BEIRUT: The House of Today collaborative design platform at Zaitunay Bay’s Le Yacht Club is exactly what you might expect from an art exhibition at such a location: glamorous and unique.
The Daily Star got a sneak preview of the exhibition, which is entitled “Naked: Beyond the Social Mask” and runs from Dec. 16 until Jan. 17, 2015. The artists adopted the theme of nudity and interpreted it in a number of artistic ways, leading to beautiful and powerful objets d’arts, although at times the items are overtly provocative.
Past a stand of skillfully carved wooden and marble incense holders is a wall with various peeling wallpapers. The lightly colored papers indicate a shedding of skin or a softly concealed identity, as if it to say that someone’s exterior manner may be shy or calm, but to see the true being you must look underneath.
There are also a series of goods for sale, such as bed sheets, pillow covers, soap box covers and more.
Tala Hajjar has branded a series of relatively large key chains based on subtle variations of five of the seven deadly sins: pride, lust, wrath, greed and sloth.
The most provocative of all the items, however, is a tissue-box cover designed by Gilles Khoury and Cynthia Merhej. The cover is all white with words, available in different colors, that read “Protège Moi” (protect me). The side of the box cover shows an outline of a woman’s opened legs. Rested in the middle is a blooming flower, signifying that this is where life begins.
Tamara Barrage’s “Second Skin” involves resin vases redecorated with things like leather and metal flakes. Her exhibit reads, “We are all born naked. When naked we are equals: equally vulnerable, equally exposed, equally weak but we do not allow nakedness to define us.”
Barrage told The Daily Star that her first thought when told about the exhibition’s theme was about concealing nakedness. “I decorated each in a different way with my own materials,” she said. “I knew from the beginning I never wanted to use metal or wood.” She said that we wear clothes not just to dress but to conceal and use our clothing as shields – something that comes through in her artwork.

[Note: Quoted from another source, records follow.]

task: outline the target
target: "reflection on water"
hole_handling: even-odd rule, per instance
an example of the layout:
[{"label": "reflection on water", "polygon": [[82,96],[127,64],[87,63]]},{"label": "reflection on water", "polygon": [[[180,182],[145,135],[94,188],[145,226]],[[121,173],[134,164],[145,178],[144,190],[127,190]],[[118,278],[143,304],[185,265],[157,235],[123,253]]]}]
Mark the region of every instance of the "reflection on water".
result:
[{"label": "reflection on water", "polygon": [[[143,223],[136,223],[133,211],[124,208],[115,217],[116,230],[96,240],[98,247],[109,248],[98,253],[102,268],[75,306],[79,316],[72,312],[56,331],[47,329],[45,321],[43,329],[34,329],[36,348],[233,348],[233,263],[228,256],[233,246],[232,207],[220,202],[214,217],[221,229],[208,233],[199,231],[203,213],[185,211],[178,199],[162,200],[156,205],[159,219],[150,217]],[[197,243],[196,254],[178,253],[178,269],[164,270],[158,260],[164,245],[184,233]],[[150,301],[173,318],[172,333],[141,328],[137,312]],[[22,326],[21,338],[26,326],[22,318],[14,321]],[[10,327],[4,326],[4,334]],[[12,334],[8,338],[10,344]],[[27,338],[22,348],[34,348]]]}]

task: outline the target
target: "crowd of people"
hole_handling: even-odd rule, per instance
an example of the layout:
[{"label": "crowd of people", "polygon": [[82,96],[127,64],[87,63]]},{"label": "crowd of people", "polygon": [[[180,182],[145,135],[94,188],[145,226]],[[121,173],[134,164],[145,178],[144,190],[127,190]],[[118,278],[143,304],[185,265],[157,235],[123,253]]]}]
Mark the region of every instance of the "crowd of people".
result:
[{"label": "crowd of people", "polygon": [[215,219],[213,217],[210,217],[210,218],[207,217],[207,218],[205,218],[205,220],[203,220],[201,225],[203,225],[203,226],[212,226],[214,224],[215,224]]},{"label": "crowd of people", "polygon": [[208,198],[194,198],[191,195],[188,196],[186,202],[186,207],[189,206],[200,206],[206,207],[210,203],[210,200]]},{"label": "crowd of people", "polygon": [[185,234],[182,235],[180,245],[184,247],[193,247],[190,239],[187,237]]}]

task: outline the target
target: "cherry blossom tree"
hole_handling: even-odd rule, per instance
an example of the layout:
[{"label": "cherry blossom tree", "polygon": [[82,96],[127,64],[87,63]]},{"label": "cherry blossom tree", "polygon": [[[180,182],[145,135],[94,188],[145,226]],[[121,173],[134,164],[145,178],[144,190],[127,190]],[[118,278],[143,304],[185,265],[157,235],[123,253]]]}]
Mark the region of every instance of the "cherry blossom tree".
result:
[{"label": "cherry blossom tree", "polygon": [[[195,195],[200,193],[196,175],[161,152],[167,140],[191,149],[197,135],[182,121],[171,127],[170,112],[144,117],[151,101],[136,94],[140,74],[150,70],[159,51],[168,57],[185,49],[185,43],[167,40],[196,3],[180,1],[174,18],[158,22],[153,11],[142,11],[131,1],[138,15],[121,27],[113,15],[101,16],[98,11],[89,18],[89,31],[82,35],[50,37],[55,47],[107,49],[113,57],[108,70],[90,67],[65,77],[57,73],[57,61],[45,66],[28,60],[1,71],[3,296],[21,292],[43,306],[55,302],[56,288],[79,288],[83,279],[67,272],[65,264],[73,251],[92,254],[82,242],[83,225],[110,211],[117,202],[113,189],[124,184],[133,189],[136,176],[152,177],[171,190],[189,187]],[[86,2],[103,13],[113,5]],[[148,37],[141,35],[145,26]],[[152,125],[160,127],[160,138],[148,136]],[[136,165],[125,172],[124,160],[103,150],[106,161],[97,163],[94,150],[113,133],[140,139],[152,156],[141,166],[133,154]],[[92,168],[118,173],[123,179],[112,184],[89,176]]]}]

One of the more modern pieces is done by Karim Chaya. His art is simple but effective: a golden-painted skeleton hides behind the backside of a full-size mirror, peeking out from behind.
Najla El Zein designed a few hairbrushes, which, although not usable in the practical sense, are memorable all the same. One sprouts long strands of wheat and another is stuck with golden pins.
There are also many chairs, tables, clothes hangers and other furniture designs that are all elegant one-offs, perfect for Christmas shoppers still looking for that something special. They stand out with their creative designs and textures and would certainly add a bit of life to any living room.